FDIC’s Hoenig to Weigh Easing of U.S. Bank Leverage Rule

A key backer of the stricter leverage requirement for banks proposed by U.S regulators earlier this year said he’s open to softening it.

Thomas Hoenig, vice chairman of the Federal Deposit Insurance Corp., said in an interview that he’ll consider allowing banks to exclude cash from their total assets when calculating how much equity they must hold to absorb potential losses. He said he would consider the change if the industry’s build-up of cash was returned at some point to bank balance sheets as monetary policy became “more normalized.”

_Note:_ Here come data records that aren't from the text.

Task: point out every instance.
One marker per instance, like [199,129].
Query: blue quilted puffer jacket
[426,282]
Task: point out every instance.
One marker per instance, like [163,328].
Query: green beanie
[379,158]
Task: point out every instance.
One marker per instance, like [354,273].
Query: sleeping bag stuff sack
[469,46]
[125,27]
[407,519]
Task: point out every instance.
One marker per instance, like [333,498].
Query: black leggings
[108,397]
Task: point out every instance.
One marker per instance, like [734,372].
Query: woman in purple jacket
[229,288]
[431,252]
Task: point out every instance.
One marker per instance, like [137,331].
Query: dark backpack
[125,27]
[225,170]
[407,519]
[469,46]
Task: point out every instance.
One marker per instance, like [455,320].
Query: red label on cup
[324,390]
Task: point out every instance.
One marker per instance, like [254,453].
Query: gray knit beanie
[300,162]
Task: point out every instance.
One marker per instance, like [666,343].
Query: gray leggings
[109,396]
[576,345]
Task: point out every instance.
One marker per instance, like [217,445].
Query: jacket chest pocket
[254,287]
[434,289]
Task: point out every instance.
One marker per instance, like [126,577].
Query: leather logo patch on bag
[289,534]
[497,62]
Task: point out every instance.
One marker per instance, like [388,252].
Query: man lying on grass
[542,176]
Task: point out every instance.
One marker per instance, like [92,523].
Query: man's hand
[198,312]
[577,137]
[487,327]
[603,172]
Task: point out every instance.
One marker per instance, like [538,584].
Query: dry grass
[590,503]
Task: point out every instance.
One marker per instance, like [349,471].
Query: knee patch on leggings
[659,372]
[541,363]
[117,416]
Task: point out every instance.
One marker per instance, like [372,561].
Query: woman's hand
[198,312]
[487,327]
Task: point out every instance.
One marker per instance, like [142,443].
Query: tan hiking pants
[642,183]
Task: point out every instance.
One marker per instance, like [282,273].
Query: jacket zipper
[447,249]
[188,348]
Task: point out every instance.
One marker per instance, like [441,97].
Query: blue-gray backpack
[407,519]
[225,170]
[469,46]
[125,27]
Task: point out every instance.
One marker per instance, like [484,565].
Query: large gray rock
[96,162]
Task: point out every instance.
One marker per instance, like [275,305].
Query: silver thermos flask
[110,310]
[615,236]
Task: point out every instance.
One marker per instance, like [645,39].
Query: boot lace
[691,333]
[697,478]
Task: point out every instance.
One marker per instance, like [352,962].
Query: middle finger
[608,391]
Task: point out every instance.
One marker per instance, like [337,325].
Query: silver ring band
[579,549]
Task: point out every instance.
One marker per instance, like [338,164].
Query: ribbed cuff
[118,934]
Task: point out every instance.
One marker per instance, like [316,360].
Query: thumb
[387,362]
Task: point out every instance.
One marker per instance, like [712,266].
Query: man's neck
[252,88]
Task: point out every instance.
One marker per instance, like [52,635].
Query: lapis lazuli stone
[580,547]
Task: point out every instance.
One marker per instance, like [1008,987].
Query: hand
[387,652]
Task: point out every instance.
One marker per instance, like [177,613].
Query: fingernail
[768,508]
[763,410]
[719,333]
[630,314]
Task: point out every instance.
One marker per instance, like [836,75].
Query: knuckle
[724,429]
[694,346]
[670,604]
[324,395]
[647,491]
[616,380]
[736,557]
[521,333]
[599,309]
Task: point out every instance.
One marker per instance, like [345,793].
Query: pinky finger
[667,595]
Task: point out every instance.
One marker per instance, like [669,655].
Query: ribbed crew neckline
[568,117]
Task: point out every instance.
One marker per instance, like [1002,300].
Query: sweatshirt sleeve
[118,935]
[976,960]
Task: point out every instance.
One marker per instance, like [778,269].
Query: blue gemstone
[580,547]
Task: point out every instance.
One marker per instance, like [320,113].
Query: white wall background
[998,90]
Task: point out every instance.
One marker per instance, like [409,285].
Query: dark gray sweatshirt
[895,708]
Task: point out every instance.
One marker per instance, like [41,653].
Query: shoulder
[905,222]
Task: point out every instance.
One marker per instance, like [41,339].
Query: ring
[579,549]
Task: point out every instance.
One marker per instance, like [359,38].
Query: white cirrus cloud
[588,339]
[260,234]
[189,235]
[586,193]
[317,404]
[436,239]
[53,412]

“It deserves discussion, but I don’t think it deserves immediate exemption without some careful thought,” Hoenig, 67, said yesterday. He still opposes excluding U.S. Treasury securities from the asset count because they’ll lose value as interest rates rise, he said.

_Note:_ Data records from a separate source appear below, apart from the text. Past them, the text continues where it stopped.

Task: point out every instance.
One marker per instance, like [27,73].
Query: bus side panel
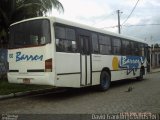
[118,70]
[68,69]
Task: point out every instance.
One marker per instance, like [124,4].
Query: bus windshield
[30,33]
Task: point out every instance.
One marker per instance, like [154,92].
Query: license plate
[26,81]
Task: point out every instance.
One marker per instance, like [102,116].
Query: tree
[34,8]
[15,10]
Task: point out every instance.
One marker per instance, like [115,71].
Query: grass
[7,88]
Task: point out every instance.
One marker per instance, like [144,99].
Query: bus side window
[136,49]
[65,39]
[105,44]
[125,47]
[95,48]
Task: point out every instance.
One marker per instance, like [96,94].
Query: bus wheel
[105,81]
[141,74]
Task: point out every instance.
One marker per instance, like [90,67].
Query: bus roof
[79,25]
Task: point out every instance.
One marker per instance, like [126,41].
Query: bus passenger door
[85,60]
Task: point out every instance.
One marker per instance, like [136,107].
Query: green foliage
[8,88]
[15,10]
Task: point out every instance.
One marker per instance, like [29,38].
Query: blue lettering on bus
[20,57]
[132,63]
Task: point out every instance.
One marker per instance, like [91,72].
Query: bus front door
[85,60]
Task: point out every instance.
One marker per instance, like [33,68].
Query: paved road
[144,97]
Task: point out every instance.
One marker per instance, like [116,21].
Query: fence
[3,62]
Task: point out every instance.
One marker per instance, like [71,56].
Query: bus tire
[105,81]
[140,77]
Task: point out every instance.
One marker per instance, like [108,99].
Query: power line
[140,25]
[131,12]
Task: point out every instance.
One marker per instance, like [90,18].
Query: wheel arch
[107,70]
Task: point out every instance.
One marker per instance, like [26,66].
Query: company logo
[23,57]
[130,63]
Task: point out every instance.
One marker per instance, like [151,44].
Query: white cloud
[98,13]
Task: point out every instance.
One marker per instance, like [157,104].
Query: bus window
[105,44]
[65,39]
[116,46]
[126,47]
[95,48]
[136,49]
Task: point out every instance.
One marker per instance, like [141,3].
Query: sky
[103,14]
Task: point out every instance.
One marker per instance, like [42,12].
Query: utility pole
[119,25]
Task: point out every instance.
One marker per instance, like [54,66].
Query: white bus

Banks have sought the cash exemption, arguing that otherwise they’d be encouraged to replace cash with riskier assets, undermining the rule’s purpose. Hoenig has been a champion of the leverage rule, which proposes a flat ratio of equity to assets and complements other capital regulations that factor in the risk of various asset classes.

The FDIC, the Federal Reserve and the Office of the Comptroller of the Currency proposed the new leverage standard in July. The U.S. went further than the 3 percent minimum approved by the global Basel Committee on Banking Supervision by asking the nation’s eight largest lenders to hold as much as 6 percent of equity capital in relation to their total assets.

‘Explicit Penalty’

Banks have pushed for exemptions, saying that the ratio as proposed contradicts other regulations. The liquidity coverage ratio, another Basel rule, would require the biggest banks to hold enough easy-to-sell assets, including cash and Treasuries, to cover 30 days of stress. That seeks to ensure the companies can survive a credit crisis like the one in 2008.

Citigroup Inc. Chief Financial Officer John Gerspach and Brian Leach, its head of franchise risk and strategy, wrote in a comment letter that the proposed leverage ratio functioned as an “explicit penalty” against holding cash.

“A binding leverage ratio also would penalize banking organizations for holding risk-free or very low-risk assets, such as cash and government securities,” a group of seven lenders including Capital One Financial Corp. and PNC Financial Services Group Inc. wrote in a comment letter. “There would be a disincentive to hold more than the required minimum amount of high-quality liquid assets under the liquidity coverage ratio.”

‘Obvious Limitations’

Goldman Sachs Group Inc. analysts including Richard Ramsden estimated in a July research note that excluding cash from the ratio would boost the average leverage ratio of seven of the largest U.S. banks by 0.5 percentage point. Excluding Treasuries and other government-related assets would boost the ratio by another 0.7 percentage point.

“One of the obvious limitations of a leverage ratio is it doesn’t distinguish between liquid assets and illiquid assets,” Morgan Stanley CFO Ruth Porat said in a conference call with investors in August. She met with FDIC officials to discuss the rule that month.

Last week three senators led by Sherrod Brown, Democrat of Ohio, wrote to the FDIC and other regulators working on the leverage ratio urging them not to exclude cash reserves from the calculation. The senators also supported Hoenig’s call for a strong leverage ratio.

Complicated Formulas

Some of the largest U.S. banks said the leverage proposal is arbitrary and would put them at a disadvantage against non-U.S. lenders facing easier requirements. In comment letters last month, New York-based Citigroup, the third-biggest U.S. bank, said the idea could worsen an uneven global playing field, and State Street Corp., the Boston-based custody bank, said the regulators’ proposal showed “no evidence” that they studied the potential impact on lenders.

Hoenig has advocated a 10 percent straight leverage ratio and found fault in the complicated formulas used in risk-weighted capital ratios.

As U.S. regulators aim for a final leverage rule by year end, the Basel committee is still working on what should be factored into a banks’ assets -- the denominator of the leverage ratio. Hoenig said the U.S. agencies shouldn’t wait for their international counterparts.

“I’m very open to a more comprehensive denominator, but let’s see it first,” he said. Meanwhile, the U.S. effort shouldn’t be postponed. “It’s been proposed for several months now. We should proceed with that.”

Hoenig said the July proposal should be adopted as written and then changes to the calculation of assets -- either the new Basel definitions or the exclusion of cash as banks demand -- could be discussed later.

The former Federal Reserve Bank of Kansas City president also said he would argue against lowering the proposed ratios.

“It would not be something I would even vaguely entertain,” Hoenig said.